Dans sa logique de protestation et de contestation de l'accord politique inter-guinéen signé le 12 octobre dernier entre la mouvance et l'opposition sous les auspices du ministre de l'Administration du territoire et de la décentralisation, le général Bouréma Condé, la société civile a entamé une campagne de sensibilisation dans les communes. Objectif, éviter la désignation des présidents des quartiers et des districts par des partis politiques au prorata des suffrages comme stipulé dans l'accord cité ci-haut.

Le président de l'une des plus grandes plateformes de la société civile guinéenne, Dansa Kourouma et ses lieutenants poursuivent la sensibilisation des citoyens à la base dans le but d'éviter le vote du projet de loi portant restructuration de la Commission électorale nationale indépendante -Ceni- qui sera, probablement, soumis à l'assemblée nationale pour approbation.

Cette action de la société civile version Cnosc, Conasoc, Reciproc, etc, ne fait pas l'unanimité en son sein.
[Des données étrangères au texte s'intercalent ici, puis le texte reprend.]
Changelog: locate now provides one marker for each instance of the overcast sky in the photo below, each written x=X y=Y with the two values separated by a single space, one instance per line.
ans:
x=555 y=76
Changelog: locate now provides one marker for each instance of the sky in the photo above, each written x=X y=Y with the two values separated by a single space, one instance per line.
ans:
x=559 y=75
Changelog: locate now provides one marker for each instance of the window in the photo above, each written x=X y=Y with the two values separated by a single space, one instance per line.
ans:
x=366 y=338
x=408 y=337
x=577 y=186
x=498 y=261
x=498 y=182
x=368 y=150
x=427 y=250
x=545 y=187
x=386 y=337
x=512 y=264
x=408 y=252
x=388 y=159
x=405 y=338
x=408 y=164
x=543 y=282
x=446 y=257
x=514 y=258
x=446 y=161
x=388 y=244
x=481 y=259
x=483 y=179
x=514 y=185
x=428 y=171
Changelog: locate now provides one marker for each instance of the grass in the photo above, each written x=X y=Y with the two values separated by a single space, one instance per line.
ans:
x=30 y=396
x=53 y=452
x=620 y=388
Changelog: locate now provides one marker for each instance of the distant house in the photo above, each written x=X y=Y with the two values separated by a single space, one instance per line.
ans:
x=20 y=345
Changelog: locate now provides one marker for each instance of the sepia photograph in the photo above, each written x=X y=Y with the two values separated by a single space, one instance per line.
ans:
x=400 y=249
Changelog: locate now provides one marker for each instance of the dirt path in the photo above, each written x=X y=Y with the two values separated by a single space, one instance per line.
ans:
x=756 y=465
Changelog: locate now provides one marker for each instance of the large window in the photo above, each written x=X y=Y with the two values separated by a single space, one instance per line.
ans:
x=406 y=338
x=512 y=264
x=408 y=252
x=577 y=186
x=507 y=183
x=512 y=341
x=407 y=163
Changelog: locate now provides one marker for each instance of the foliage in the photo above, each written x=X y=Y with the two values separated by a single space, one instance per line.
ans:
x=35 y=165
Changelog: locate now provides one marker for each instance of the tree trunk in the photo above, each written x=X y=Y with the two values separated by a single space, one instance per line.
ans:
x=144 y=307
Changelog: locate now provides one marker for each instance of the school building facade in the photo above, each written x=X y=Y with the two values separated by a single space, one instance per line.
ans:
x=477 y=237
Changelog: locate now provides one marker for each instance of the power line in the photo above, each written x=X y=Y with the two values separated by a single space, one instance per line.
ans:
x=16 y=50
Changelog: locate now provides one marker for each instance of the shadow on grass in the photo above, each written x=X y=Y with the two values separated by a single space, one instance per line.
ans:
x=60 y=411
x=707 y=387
Pas plus que jeudi, un membre influent du conseil national des organisations de la société civile -Cnosc-, Aboubacar Sylla, a annoncé sa démission du bureau exécutif pour, dit-il, à cause de sa mauvaise gouvernance et de son inconstance.

Très décrié après la signature de l'accord du 12 octobre, le vice-président du Cnosc, le Dr Alpha Abdoulaye Diallo, a appelé vendredi les responsables de sa structure à "assumer" toute leur responsabilité. Tout en indiquant au passage que cette signature est "un grand pas" et a permis de décrisper la situation sociopolitique du pays.

Comme si cela ne suffisait pas, le Cnosc et ses plateformes partenaires se sont lancées dans une offensive de sensibilisation des populations de la commune de Matoto, la plus grande du pays. Ces acteurs de la société veulent que les chefs de quartiers et les présidents de districts soient élus. Ils dénoncent depuis la signature de l'accord "la politisation à outrance" des structures administratives à la base.

Seront-ils entendus? c'est bien là la vraie question car, cette même société civile s'est décrédibilisée aux yeux de l'opinion nationale. Elle ne semble plus être efficace et attentive aux préoccupations majeures des citoyens comme l'amélioration de leurs conditions de vie.

En attendant le vote qui sera soumis au Parlement, la société civile et les partis politiques dénonciateurs de l'accord du 12 octobre ont un énorme défi. Sauront-ils le lever? wait and see!